Learning Rate Warmup¶
Formula¶
\[
\eta_t = \eta_{\max}\frac{t}{T_{\text{warmup}}}
\quad \text{for } t \le T_{\text{warmup}}
\]
Plot¶
fn: x
xmin: 0
xmax: 1
ymin: 0
ymax: 1.05
height: 280
title: Linear warmup phase (normalized)
Parameters¶
- \(\eta_t\): learning rate at step \(t\)
- \(\eta_{\max}\): target learning rate after warmup
- \(T_{\text{warmup}}\): number of warmup steps
What it means¶
Warmup starts training with a small learning rate and ramps it up over the first steps.
What it's used for¶
- Stabilizing early optimization in Transformers and large models.

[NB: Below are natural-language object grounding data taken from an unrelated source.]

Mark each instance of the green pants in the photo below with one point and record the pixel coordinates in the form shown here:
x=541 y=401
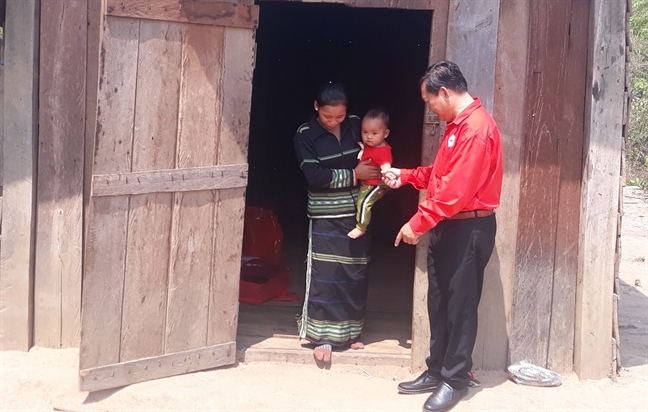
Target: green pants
x=367 y=196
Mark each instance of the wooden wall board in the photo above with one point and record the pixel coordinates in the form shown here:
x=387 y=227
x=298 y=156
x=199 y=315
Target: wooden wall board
x=600 y=189
x=171 y=180
x=200 y=113
x=140 y=370
x=238 y=59
x=391 y=4
x=472 y=44
x=432 y=134
x=59 y=196
x=197 y=12
x=472 y=41
x=106 y=242
x=149 y=223
x=19 y=162
x=491 y=347
x=540 y=183
x=560 y=357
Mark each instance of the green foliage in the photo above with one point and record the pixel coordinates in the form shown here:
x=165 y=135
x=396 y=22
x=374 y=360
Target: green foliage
x=637 y=144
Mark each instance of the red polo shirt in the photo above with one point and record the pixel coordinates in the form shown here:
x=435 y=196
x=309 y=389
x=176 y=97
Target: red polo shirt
x=467 y=171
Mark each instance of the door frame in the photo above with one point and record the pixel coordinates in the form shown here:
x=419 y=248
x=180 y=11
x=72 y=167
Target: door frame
x=432 y=133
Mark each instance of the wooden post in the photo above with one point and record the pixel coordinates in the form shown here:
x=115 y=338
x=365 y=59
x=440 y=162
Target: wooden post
x=491 y=348
x=472 y=44
x=600 y=189
x=431 y=137
x=19 y=178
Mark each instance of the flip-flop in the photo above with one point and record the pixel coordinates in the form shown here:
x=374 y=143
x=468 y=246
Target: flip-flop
x=322 y=353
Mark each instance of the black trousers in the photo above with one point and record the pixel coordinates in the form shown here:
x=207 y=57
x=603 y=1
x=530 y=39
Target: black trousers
x=459 y=251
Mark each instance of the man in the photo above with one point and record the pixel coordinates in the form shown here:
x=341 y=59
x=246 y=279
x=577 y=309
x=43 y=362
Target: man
x=463 y=189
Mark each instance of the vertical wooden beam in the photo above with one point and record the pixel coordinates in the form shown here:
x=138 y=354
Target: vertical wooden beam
x=19 y=151
x=600 y=189
x=149 y=223
x=200 y=114
x=238 y=60
x=106 y=242
x=432 y=133
x=491 y=348
x=540 y=181
x=472 y=44
x=2 y=12
x=472 y=41
x=57 y=278
x=560 y=354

- Preventing large unstable updates before statistics/activations settle.
Key properties¶
- Usually only applied at the beginning of training.
- Commonly followed by cosine or inverse-sqrt decay.
Common gotchas¶
- Too-short warmup can still explode; too-long warmup wastes training steps.
- Warmup should match the schedule step granularity.
Example¶
Train with linear warmup for 1,000 steps, then cosine decay for the remaining steps.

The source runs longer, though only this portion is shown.